SmartCard-HSM card fails when generating ECC keypair
Affects | Status | Importance | Assigned to | Milestone | |
---|---|---|---|---|---|
opensc (Ubuntu) |
Confirmed
|
Undecided
|
Unassigned |
Bug Description
Generating an ECC keypair on-card will result in a private key on the card, but it does not list the public key (pkcs15-tool -D, pkcs11-tool --list-objects). Possibly related to #1311921.
Steps to reproduce:
1. Generate an ECC keypair will produce a warning:
$ pkcs11-tool --module opensc-pkcs11.so -l --keypairgen --key-type EC:prime256v1 --label "My first EC key" --id 12
Outputs a warning which is unexpected:
Using slot 1 with a present token (0x1)
Logging in to "SmartCard-HSM (UserPIN)".
Please enter User PIN:
Key pair generated:
Private Key Object; EC
label: My first EC key
ID: 12
Usage: decrypt, sign, unwrap
Public Key Object; EC EC_POINT 264 bits
EC_POINT: 04430441049c70f
warning: PKCS11 function C_GetAttributeV
label: My first EC key
ID: 12
Usage: encrypt, verify, wrap
2. Verifying both the public and private key to be listed fails.
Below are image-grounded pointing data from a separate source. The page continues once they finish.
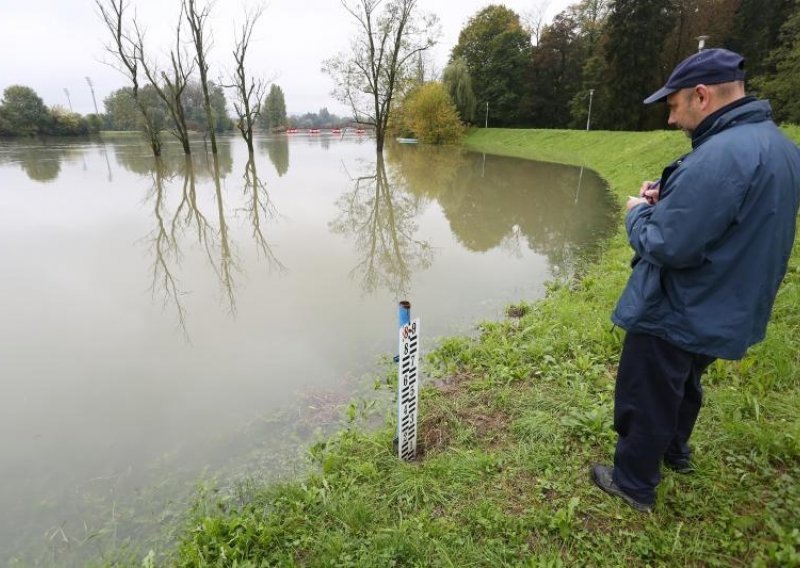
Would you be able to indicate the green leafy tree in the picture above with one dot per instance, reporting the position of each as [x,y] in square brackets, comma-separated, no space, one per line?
[124,113]
[782,86]
[384,58]
[555,75]
[275,116]
[23,112]
[496,49]
[459,85]
[430,115]
[66,123]
[194,107]
[633,51]
[756,30]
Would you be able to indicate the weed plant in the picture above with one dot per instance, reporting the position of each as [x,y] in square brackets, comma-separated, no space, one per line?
[510,422]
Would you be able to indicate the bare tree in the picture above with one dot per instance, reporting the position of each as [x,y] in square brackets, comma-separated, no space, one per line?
[125,51]
[197,25]
[172,90]
[249,91]
[383,56]
[535,19]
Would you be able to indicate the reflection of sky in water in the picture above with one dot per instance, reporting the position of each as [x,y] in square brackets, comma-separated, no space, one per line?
[287,272]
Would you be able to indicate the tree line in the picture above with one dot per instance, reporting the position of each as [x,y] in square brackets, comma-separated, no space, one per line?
[23,113]
[597,59]
[614,53]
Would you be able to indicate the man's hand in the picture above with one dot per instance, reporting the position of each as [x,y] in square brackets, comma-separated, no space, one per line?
[650,191]
[634,201]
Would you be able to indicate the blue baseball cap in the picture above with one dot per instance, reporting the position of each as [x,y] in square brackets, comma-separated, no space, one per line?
[707,67]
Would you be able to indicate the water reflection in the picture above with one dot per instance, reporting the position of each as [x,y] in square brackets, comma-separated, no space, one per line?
[496,201]
[41,161]
[186,221]
[119,391]
[136,156]
[381,218]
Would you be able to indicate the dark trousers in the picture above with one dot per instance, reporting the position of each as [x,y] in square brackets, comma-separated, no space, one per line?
[656,403]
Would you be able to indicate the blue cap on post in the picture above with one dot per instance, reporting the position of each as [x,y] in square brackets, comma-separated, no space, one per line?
[708,67]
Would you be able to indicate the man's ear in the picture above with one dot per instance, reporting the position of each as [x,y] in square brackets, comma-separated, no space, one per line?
[703,95]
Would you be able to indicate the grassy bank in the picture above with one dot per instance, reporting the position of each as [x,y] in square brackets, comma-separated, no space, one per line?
[514,420]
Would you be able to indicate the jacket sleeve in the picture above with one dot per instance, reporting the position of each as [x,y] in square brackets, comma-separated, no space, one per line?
[699,203]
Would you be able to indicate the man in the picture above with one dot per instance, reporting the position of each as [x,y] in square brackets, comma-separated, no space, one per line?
[712,239]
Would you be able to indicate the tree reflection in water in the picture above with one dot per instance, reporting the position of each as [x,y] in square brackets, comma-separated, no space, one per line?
[552,209]
[40,160]
[380,216]
[260,208]
[277,148]
[187,220]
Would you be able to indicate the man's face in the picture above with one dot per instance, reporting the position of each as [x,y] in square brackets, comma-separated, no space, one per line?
[684,111]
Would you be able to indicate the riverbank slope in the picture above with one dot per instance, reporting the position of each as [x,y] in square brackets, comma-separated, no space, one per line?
[513,422]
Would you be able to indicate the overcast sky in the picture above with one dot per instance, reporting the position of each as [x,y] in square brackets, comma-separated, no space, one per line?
[52,45]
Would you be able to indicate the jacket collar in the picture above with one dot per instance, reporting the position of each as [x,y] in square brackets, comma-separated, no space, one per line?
[745,110]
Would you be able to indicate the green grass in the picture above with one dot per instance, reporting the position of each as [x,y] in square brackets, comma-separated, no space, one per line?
[514,420]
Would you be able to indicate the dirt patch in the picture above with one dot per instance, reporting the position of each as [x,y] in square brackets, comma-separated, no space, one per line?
[458,410]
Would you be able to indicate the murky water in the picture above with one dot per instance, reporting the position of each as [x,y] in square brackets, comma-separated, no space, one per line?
[159,320]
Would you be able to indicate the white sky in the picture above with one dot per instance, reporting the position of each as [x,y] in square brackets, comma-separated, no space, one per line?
[52,45]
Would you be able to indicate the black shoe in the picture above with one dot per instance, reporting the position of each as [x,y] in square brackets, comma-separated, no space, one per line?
[601,475]
[682,466]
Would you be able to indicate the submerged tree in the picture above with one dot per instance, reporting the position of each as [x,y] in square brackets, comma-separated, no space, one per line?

Only my RSA public keys are listed.
$ pkcs15-tool -D
[...]
Private RSA Key [Private Key]
[...]
Private RSA Key [rsa1024 test]
[...]
Private EC Key [My first EC key]
[...]
Public RSA Key [Private Key]
[...]
Public RSA Key [rsa1024 test]
[...]
$ pkcs11-tool --module opensc-pkcs11.so --list-objects
Using slot 1 with a present token (0x1)
Public Key Object; RSA 2048 bits
label: Private Key
ID: 10
Usage: none
Public Key Object; RSA 1024 bits
label: rsa1024 test
ID: 11
Usage: none
Applying https:/
I'm currently researching on how to get this working with a minimal set of patches from upstream.
tags: | added: upgrade-software-version |
Status changed to 'Confirmed' because the bug affects multiple users.